When driven to and from Lukena Palace, I was forced to sit in the front seat despite my objections because I have a small butt and I cannot lie and it was an inefficient use of space
Luchindo insisted on doing my laundry. I repaid her by buying her some tomatoes at the market though she initially objected to any payment.
Villagers offer to wash my dishes whenever I wash them but I decline.
When I mention I want to take a bath, before I can grab my toiletries, the bath is already cleaned and filled with water.
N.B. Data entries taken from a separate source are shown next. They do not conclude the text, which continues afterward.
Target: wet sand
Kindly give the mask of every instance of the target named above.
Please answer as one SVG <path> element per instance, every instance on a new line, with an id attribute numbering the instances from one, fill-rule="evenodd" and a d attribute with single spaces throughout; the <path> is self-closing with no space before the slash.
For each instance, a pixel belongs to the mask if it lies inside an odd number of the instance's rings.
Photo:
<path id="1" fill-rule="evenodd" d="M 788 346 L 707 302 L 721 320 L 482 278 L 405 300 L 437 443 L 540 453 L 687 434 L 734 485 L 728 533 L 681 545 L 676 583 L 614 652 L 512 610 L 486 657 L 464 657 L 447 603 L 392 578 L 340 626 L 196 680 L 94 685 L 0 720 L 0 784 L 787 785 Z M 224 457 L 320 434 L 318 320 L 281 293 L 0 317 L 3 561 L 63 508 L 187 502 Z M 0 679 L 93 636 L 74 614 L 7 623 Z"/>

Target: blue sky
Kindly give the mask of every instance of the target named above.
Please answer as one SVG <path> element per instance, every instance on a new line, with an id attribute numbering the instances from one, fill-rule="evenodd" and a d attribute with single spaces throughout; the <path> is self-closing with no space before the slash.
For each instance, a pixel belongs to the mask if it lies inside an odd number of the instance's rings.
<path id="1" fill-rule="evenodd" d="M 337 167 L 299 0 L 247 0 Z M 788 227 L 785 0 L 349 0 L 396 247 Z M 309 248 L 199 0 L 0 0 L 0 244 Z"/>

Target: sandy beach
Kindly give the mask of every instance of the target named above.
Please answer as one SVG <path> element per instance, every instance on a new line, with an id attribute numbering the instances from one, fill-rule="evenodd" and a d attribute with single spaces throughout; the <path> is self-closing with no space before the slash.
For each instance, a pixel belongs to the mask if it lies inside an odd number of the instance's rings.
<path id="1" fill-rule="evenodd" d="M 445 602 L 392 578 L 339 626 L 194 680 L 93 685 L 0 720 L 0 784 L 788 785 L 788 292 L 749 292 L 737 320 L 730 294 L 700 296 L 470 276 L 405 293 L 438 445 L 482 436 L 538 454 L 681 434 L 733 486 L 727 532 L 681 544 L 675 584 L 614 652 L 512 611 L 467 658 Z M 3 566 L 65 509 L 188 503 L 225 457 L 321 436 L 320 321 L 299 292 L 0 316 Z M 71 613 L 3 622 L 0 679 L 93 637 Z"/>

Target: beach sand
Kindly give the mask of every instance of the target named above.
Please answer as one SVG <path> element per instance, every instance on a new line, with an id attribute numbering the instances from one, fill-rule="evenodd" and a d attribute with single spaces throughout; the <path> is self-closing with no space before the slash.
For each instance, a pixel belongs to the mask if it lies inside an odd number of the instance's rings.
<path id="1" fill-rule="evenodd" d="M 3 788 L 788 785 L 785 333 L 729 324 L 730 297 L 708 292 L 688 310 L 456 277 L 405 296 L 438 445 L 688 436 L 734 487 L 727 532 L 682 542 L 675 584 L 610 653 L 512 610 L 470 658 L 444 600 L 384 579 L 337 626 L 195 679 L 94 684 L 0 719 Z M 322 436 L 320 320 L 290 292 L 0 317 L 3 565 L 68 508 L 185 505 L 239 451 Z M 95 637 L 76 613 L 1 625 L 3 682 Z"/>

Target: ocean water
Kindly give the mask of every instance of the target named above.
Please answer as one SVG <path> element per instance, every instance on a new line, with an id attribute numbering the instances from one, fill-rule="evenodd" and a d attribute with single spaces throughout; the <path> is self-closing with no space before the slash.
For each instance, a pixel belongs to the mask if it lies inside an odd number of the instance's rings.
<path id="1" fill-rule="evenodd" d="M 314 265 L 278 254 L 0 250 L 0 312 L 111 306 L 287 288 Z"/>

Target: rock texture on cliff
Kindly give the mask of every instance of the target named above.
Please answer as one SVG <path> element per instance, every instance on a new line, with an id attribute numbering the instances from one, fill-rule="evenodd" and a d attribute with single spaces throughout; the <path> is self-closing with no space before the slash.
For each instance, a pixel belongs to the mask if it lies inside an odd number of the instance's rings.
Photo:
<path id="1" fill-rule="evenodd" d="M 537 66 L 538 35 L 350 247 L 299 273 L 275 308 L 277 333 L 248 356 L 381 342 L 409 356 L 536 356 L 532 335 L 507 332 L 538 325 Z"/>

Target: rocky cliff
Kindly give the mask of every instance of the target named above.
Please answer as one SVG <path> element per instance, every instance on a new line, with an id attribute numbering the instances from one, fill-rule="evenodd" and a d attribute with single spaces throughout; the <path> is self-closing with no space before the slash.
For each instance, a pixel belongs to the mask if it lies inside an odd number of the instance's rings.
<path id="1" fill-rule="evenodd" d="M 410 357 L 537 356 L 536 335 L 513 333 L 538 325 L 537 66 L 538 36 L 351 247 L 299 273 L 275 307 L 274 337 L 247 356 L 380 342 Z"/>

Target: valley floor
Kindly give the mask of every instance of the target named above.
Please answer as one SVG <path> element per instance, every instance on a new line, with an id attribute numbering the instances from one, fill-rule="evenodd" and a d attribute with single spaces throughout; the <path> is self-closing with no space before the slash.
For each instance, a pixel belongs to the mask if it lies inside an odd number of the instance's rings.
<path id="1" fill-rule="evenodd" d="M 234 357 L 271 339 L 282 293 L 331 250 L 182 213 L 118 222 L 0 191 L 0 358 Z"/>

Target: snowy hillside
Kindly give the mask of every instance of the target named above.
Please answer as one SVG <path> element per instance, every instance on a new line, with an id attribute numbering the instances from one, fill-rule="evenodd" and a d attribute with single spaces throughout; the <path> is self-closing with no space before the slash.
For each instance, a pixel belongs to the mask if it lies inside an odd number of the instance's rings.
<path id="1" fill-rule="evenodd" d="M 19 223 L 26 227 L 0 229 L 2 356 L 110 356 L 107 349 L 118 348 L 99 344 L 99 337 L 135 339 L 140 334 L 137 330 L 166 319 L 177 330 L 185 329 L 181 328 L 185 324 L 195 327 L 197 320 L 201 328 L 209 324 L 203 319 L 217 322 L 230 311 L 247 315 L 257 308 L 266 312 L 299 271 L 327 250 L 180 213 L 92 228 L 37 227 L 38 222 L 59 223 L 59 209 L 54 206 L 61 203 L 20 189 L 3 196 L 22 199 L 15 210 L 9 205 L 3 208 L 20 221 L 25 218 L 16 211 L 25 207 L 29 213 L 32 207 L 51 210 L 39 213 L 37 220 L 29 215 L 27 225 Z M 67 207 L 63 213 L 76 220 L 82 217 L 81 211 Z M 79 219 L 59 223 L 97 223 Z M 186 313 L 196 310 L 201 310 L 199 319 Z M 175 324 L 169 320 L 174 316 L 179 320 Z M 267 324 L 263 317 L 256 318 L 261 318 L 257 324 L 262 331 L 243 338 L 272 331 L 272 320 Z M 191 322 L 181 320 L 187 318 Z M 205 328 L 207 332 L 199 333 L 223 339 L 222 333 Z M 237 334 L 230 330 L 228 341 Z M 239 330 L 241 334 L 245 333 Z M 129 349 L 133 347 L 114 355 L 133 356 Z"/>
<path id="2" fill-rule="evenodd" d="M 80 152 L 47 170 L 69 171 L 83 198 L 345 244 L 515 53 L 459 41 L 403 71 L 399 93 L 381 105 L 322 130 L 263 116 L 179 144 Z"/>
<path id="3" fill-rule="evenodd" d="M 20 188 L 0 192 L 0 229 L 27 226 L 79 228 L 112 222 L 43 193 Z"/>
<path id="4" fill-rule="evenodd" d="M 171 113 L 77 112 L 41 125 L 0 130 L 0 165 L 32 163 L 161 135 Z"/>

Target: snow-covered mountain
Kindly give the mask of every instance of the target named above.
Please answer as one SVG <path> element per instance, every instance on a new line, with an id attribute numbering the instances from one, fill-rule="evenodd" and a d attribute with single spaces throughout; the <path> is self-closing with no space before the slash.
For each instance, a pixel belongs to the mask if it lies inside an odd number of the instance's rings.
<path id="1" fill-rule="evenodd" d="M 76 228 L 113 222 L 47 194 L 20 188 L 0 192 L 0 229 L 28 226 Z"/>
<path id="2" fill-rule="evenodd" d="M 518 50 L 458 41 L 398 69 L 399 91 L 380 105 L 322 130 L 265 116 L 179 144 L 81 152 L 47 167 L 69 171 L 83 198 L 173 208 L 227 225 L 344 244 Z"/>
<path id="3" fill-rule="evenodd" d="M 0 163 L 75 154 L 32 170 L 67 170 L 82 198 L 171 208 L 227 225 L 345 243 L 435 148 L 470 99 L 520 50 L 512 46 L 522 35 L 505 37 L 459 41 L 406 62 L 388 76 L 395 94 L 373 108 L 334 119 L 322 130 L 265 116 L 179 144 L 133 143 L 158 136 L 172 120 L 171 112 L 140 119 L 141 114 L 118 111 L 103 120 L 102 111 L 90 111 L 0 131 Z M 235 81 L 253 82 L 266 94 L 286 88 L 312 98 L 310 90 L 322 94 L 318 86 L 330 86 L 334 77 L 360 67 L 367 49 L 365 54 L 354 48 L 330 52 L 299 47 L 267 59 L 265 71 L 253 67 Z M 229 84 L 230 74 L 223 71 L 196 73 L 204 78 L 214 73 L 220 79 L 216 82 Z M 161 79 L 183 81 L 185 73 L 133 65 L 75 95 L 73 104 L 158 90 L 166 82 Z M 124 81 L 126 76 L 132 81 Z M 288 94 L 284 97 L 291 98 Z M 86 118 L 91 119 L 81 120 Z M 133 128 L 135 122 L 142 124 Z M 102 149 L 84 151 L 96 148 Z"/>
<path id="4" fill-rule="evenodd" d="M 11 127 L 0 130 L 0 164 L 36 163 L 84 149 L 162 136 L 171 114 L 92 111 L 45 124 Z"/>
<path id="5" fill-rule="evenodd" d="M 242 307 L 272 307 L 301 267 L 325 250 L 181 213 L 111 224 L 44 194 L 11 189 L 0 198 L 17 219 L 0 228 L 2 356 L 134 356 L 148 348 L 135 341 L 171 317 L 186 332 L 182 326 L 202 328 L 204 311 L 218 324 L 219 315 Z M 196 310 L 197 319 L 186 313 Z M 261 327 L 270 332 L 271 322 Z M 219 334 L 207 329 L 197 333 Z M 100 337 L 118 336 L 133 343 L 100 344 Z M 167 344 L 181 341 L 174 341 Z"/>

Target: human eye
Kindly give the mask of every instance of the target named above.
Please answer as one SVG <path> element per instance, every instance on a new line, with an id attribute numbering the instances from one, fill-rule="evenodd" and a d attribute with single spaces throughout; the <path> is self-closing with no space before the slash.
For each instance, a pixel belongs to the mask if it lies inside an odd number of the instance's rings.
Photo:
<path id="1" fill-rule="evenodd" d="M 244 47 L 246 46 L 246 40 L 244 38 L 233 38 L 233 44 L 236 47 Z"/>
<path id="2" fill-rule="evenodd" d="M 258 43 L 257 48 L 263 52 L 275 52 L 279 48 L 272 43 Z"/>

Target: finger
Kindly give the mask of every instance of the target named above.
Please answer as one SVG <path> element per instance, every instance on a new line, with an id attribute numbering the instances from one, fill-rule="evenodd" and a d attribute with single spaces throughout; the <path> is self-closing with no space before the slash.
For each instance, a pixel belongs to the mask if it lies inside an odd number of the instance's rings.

Charles has been concerned every single morning that I must be cold at night. Shoutout to Feathered Friends - great down sleeping quilts and jackets. I have yet to be cold.
Neighboring villagers sweep 'my yard' every morning even though I tell them the mango leaves don't bother me.
After buying goods from the market, Wana and Richard have insisted on carrying my bags.
Outside of their treatment towards me, many effectively adopt orphans and extended family when parents get sick or pass away.
And the list could go on ad infinitum. I am lucky to know generous, hospitable, and upstanding family and friends in the US, but Zambians have their number. I've stopped objecting and feeling a bit of guilt for the Zambians' treatment as their insistence trumps my stubbornness, and for those who know me, that's saying something. They make it easy to want to help them. These are genuinely good people and innocent in the best ways.